Calculate [D, r] and [D, p] with Dilatation Operator

[Goodwater]

Homework Statement

Consider the dilatation operator: D = r * p

Calculate [D , r] and [D , p]

Homework Equations

The Attempt at a Solution

 

[arkajad]

It is not clear what r stand for and what * stands for. Do you mean

$$D=\mathbf{r}\cdot\mathbf{p}=xp_x+yp_y+zp_z$$?

Do you mean $[D,\mathbf{r}]$ or $[D,r]$ where $r=\sqrt{\mathbf{r}^2}$. These details are important.

 

[Goodwater]

Hi.

Thank you for reply.

You are correct: D = xpx + ypy + zpz
I meant [D,r] where r is not square root.

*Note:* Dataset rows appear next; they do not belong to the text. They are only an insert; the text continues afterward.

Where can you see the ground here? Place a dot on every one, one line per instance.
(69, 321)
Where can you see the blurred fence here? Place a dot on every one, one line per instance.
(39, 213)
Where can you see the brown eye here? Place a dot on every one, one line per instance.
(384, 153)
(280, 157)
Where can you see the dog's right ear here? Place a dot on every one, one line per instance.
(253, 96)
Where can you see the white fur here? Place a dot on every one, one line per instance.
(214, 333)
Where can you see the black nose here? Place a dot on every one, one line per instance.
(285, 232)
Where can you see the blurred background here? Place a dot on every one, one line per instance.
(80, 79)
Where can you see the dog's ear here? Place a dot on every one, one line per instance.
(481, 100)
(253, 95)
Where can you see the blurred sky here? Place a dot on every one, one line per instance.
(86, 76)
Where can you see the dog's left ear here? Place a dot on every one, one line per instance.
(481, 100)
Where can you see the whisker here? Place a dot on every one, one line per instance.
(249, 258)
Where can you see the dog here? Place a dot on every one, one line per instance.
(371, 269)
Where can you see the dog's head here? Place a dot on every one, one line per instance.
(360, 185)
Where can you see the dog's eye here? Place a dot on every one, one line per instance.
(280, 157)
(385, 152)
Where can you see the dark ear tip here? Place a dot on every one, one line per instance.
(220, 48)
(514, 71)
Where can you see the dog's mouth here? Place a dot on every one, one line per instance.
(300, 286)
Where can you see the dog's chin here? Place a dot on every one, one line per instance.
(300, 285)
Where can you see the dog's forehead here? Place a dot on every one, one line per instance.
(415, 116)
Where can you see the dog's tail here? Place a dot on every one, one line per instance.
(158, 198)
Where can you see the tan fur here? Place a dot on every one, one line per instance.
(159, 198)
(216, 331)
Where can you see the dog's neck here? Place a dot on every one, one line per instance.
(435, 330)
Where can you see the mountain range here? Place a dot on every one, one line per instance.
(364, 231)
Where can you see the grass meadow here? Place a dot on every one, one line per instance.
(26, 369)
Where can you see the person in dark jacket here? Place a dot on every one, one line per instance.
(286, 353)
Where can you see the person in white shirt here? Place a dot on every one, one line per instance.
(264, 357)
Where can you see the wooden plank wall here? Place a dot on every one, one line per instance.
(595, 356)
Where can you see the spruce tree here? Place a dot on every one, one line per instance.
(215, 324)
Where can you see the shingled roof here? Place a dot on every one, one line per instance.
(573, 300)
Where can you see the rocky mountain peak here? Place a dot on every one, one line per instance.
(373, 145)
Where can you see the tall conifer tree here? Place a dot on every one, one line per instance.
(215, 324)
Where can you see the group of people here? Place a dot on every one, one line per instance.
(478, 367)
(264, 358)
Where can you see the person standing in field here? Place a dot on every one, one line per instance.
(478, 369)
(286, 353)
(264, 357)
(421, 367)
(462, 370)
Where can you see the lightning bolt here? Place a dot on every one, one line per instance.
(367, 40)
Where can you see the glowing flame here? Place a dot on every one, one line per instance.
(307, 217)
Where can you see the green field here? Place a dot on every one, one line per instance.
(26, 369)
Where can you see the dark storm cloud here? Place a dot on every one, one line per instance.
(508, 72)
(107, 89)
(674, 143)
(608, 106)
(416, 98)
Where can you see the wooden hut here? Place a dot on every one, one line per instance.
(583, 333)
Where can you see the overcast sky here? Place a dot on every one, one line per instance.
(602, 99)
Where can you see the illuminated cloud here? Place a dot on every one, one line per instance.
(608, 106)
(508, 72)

I hope this is more understandable, as this is my first post I don't know how to get the notations right:)

 

[arkajad]

The you calculate using $[AB,C]=A[B,C]+[A,C]B$, for isntance

$$[xp_x,x]=x[p_x,x]+[x,x]p_x=\ldots$$

Mostly you will get zeros, but occasionally you will get a term that will contribute.

 

[paranormal]

To calculate [D, r], we can use the commutator property of operators, which states that [A, B] = AB - BA. Therefore, for [D, r], we have:

[D, r] = Dr - rD

Substituting in the given dilatation operator D = r * p, we get:

[D, r] = r * p * r - r * r * p

= r * (p * r - r * p)

= r * [p, r]

Similarly, for [D, p], we have:

[D, p] = Dp - pD

= r * p * p - p * r * p

= p * (r * p - r * p)

= 0

Therefore, [D, p] = 0, as the order of multiplication does not matter for scalars.

Overall, the dilatation operator [D, r] is equal to r * [p, r], while [D, p] is equal to 0. This shows that the dilatation operator does not commute with p, but it commutes with r. This information can be useful in studying the behavior of systems under dilatation transformations.